Lisinopril is an orally active non-sulphydryl-containing ACE inhibitor.
Following oral administration of lisinopril, peak serum concentrations occur within about 7 hours, although there was a trend to a small delay in time taken to reach peak serum concentrations in acute myocardial infarction patients. Based on urinary recovery, the mean extent of absorption of lisinopril is approximately 25%, with inter-patient variability 6-60% over the dose range studied (5-80 mg). The absolute bioavailability is reduced to approximately 16% in patients with heart failure. Lisinopril absorption is not affected by the presence of food.
Lisinopril does not appear to be bound to serum proteins other than to circulating angiotensin converting enzyme (ACE). Studies in rats indicate that lisinopril crosses the blood-brain barrier poorly.
Lisinopril does not undergo metabolism and is excreted entirely unchanged into the urine. On multiple dosing lisinopril has an effective half-life of accumulation of 12.6 hours. The clearance of lisinopril in healthy subjects is approximately 50 mL/min. Declining serum concentrations exhibit a prolonged terminal phase which does not contribute to drug accumulation. This terminal phase probably represents saturable binding to ACE and is not proportional to dose.

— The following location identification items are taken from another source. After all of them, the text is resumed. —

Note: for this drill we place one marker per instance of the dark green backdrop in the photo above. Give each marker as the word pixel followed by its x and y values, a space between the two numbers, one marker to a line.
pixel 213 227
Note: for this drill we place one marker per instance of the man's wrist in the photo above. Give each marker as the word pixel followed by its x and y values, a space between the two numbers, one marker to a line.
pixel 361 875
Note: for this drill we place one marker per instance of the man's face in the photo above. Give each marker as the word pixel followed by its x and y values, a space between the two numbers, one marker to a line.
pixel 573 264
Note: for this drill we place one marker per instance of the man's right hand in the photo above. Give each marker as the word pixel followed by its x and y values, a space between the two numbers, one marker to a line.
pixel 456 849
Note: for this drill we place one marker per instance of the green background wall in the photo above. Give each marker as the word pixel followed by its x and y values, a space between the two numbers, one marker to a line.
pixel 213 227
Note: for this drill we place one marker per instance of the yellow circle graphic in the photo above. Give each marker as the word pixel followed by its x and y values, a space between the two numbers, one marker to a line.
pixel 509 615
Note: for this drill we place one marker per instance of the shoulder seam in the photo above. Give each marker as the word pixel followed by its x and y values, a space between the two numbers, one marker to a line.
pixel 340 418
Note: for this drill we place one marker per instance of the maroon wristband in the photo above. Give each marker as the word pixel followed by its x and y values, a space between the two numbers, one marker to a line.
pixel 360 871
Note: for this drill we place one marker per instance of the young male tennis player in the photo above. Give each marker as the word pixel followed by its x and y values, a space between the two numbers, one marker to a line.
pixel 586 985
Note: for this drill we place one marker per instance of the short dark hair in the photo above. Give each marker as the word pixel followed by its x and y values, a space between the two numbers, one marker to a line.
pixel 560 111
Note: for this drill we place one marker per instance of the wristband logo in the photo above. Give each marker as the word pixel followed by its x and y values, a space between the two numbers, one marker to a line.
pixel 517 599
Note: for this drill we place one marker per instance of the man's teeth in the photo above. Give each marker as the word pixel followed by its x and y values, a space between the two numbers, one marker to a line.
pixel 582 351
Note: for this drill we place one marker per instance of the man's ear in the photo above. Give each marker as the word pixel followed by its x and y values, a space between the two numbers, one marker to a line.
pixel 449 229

Impairment of hepatic function in cirrhotic patients resulted in a decrease in lisinopril absorption (about 30% as determined by urinary recovery) but an increase in exposure (approximately 50%) compared to healthy subjects due to decreased clearance.

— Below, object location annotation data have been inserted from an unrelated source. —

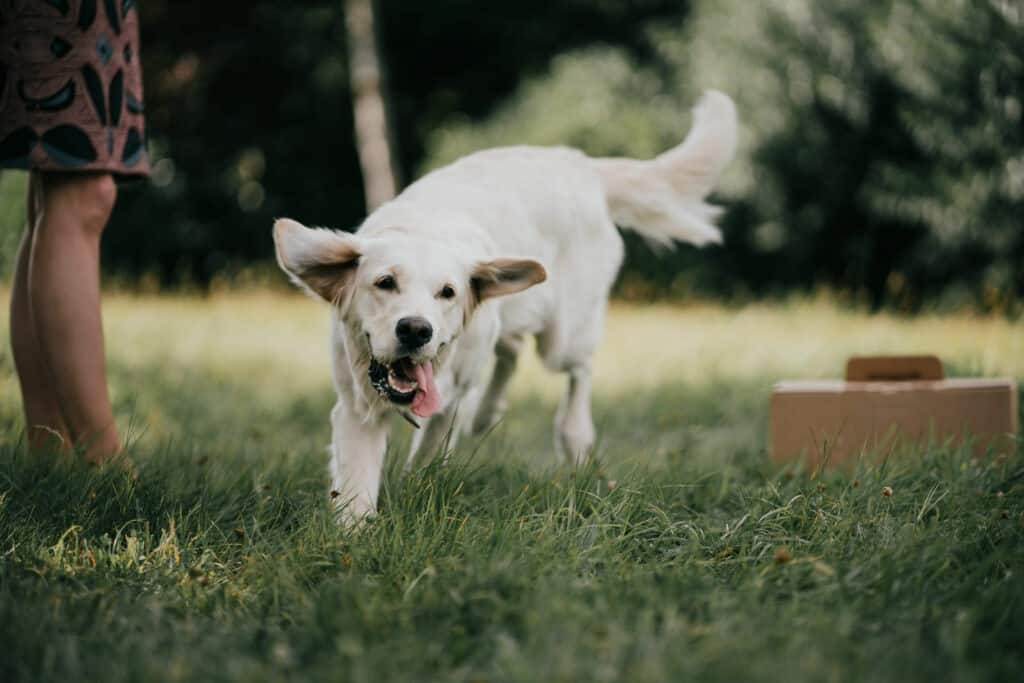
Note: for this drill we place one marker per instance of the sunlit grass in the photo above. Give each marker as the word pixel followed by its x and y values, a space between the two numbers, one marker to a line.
pixel 682 554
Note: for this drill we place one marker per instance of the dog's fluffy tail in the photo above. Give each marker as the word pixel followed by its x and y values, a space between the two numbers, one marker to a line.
pixel 663 199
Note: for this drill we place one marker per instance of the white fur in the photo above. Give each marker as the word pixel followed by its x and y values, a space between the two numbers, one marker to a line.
pixel 554 207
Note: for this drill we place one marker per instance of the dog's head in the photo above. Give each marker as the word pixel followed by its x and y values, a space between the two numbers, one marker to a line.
pixel 406 300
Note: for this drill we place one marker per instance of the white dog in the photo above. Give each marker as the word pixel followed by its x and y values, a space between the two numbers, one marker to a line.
pixel 468 261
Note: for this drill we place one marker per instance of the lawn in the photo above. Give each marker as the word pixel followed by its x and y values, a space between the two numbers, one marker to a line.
pixel 681 553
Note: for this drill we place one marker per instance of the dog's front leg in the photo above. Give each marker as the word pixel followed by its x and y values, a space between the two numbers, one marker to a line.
pixel 357 449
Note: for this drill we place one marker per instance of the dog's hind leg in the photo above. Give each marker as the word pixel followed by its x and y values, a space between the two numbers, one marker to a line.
pixel 573 423
pixel 493 404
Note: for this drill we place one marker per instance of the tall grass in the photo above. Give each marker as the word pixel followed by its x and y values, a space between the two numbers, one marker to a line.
pixel 681 552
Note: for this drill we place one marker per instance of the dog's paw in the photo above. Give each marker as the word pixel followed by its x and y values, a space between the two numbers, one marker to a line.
pixel 352 513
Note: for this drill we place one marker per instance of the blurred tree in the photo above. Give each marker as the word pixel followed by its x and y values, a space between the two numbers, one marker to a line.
pixel 250 116
pixel 370 103
pixel 882 148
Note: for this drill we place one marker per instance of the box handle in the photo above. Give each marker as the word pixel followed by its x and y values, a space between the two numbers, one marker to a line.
pixel 893 369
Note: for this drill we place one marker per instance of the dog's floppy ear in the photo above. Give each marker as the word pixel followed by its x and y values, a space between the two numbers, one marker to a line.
pixel 321 261
pixel 505 275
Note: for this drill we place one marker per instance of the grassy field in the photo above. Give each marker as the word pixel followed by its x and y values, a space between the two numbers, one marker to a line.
pixel 682 553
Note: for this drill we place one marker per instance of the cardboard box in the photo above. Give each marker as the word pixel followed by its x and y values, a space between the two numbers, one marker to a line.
pixel 885 402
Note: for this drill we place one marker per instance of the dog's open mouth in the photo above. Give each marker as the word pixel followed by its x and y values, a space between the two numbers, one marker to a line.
pixel 407 383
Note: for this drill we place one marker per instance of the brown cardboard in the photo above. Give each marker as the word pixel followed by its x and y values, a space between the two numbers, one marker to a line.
pixel 838 420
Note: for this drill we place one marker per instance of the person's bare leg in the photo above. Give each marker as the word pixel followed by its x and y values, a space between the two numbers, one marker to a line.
pixel 64 293
pixel 44 422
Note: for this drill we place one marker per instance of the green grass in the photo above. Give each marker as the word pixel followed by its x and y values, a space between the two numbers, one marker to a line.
pixel 683 553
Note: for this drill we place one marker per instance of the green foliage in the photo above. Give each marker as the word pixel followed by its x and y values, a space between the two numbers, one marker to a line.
pixel 881 152
pixel 12 193
pixel 249 112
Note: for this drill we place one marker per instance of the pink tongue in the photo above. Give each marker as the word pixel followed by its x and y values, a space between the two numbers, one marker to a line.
pixel 427 400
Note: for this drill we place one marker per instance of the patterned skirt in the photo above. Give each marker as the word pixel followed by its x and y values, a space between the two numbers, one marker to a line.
pixel 71 86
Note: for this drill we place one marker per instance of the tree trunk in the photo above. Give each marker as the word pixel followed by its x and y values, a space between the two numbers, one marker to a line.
pixel 373 135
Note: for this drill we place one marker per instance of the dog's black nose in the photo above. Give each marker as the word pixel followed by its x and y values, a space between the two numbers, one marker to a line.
pixel 414 332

Impaired renal function decreases elimination of lisinopril, which is excreted via the kidneys, but this decrease becomes clinically important only when the glomerular filtration rate is below 30 mL/min. (See Table 1.)

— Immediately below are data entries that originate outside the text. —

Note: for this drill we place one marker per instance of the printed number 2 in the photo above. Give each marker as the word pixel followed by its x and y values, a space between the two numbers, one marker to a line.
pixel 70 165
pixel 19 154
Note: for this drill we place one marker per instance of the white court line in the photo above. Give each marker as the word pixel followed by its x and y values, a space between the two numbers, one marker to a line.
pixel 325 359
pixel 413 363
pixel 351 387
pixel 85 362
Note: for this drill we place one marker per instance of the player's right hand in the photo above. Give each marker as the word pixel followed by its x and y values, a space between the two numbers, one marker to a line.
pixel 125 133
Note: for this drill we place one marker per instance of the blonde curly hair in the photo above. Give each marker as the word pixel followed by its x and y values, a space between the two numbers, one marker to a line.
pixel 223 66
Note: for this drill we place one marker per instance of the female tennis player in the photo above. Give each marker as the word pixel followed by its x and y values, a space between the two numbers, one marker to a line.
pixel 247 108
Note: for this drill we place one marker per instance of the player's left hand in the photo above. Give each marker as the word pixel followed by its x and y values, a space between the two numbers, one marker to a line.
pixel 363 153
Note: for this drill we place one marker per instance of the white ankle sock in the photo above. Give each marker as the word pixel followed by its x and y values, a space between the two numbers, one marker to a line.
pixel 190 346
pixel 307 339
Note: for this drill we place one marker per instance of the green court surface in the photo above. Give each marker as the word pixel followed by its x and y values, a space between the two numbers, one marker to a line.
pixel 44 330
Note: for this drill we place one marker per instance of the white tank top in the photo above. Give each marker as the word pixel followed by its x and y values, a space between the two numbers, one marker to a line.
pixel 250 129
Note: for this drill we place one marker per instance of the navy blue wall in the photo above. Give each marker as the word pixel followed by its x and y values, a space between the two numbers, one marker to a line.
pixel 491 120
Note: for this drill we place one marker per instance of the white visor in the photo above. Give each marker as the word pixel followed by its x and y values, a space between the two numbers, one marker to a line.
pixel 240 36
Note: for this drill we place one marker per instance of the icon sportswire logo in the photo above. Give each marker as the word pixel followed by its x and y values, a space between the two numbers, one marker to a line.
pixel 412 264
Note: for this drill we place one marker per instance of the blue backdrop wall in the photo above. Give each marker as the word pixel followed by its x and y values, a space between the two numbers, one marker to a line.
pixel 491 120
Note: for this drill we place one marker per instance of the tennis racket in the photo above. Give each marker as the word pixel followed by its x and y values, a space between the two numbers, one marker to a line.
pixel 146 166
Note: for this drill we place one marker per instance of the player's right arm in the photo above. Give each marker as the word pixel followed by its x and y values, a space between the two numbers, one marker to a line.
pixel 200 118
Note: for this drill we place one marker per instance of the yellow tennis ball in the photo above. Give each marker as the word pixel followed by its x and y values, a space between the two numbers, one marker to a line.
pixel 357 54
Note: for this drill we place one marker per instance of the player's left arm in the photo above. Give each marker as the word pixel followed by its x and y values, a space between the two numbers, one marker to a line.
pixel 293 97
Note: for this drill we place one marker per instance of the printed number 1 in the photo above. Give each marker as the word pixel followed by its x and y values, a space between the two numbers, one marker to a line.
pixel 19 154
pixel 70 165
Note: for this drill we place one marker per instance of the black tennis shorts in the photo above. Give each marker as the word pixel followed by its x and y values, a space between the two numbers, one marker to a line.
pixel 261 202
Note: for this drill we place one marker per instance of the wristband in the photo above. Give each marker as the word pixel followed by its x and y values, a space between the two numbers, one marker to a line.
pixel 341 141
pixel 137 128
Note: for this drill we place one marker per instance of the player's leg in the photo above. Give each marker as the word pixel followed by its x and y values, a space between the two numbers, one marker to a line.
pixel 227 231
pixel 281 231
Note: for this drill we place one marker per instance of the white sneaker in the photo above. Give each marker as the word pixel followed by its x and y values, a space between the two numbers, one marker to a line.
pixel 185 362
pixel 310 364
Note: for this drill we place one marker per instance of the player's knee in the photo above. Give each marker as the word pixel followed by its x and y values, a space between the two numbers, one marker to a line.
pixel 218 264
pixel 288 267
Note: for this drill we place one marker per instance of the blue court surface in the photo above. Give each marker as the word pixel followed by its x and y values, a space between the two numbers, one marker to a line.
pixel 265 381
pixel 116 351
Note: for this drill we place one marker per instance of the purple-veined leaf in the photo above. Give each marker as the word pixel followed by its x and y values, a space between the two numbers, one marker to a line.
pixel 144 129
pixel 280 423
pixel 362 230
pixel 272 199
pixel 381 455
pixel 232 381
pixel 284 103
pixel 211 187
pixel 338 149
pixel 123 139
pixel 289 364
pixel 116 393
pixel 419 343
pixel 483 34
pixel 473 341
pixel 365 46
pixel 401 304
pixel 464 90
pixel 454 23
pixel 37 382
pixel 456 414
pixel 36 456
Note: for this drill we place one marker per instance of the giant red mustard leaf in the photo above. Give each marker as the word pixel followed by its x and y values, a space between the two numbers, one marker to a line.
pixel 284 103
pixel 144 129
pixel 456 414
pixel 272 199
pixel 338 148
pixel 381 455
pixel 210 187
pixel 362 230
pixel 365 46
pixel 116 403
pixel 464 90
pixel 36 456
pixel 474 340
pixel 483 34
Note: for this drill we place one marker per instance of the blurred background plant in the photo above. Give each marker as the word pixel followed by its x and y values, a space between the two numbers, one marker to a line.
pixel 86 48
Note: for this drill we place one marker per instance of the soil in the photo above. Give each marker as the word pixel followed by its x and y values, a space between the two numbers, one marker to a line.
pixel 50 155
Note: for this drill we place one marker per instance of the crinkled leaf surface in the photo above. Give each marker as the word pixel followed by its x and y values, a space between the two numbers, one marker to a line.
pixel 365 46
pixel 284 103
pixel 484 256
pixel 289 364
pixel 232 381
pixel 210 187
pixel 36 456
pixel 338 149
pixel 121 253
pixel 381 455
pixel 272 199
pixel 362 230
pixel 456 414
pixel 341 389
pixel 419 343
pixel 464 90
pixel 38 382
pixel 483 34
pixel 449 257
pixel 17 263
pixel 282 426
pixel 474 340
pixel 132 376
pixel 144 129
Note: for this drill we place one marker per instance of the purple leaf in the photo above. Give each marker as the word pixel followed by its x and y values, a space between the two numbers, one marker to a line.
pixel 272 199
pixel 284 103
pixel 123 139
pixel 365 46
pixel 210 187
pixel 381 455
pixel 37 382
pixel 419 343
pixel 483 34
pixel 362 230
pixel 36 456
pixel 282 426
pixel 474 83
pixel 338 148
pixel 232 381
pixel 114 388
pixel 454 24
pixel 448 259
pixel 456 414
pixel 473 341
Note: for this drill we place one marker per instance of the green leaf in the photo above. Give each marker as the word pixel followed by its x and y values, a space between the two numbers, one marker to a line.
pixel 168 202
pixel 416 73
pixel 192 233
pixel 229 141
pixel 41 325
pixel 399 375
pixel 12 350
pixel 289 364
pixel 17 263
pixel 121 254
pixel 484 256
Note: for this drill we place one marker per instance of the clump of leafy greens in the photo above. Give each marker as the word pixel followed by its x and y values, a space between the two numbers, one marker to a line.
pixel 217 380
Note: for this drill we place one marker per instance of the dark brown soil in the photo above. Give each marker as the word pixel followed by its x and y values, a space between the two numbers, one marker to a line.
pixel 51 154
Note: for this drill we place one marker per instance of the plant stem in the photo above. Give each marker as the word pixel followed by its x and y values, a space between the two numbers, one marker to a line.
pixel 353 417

Click on icon to see table/diagram/image
With a creatinine clearance of 30-80 mL/min, mean AUC was increased by 13% only, while a 4-5 fold increase in mean AUC was observed with a creatinine clearance of 5-30 mL/min.
Lisinopril can be removed by dialysis. During 4 hours of hemodialysis, plasma lisinopril concentrations decreased on average by 60%, with a dialysis clearance between 40 and 55 mL/min.
Patients with heart failure have a greater exposure of lisinopril when compared to healthy subjects (an increase in AUC on average of 125%), but based on the urinary recovery of lisinopril, there is reduced absorption of approximately 16% compared to healthy subjects.
Older patients have higher blood levels and higher values for the area under the plasma concentration time curve (increased approximately 60%) compared with younger subjects.
The pharmacokinetic profile of Lisinopril was studied in 29 pediatric hypertensive patients, aged between 6 and 16 years, with a GFR above 30 mL/min/1.73m2
. After doses of 0.1 to 0.2 mg/kg, steady state peak plasma concentrations of Lisinopril occurred within 6 hours, and the extent of absorption based on urinary recovery was about 28%. These values are similar to those obtained previously in adults.
The typical value of Lisinopril oral clearance (systemic clearance/absolute bioavailability) in a child weighing 30 kg is 101/h, which increases in proportion to renal function.
AUC and Cmax
values in children in this study were consistent with those observed in adults.
Toxicology: Preclinical safety data:
Lisinopril is a drug on which extensive clinical experience has been obtained. All relevant information for the prescriber is provided elsewhere in the Prescribing Information.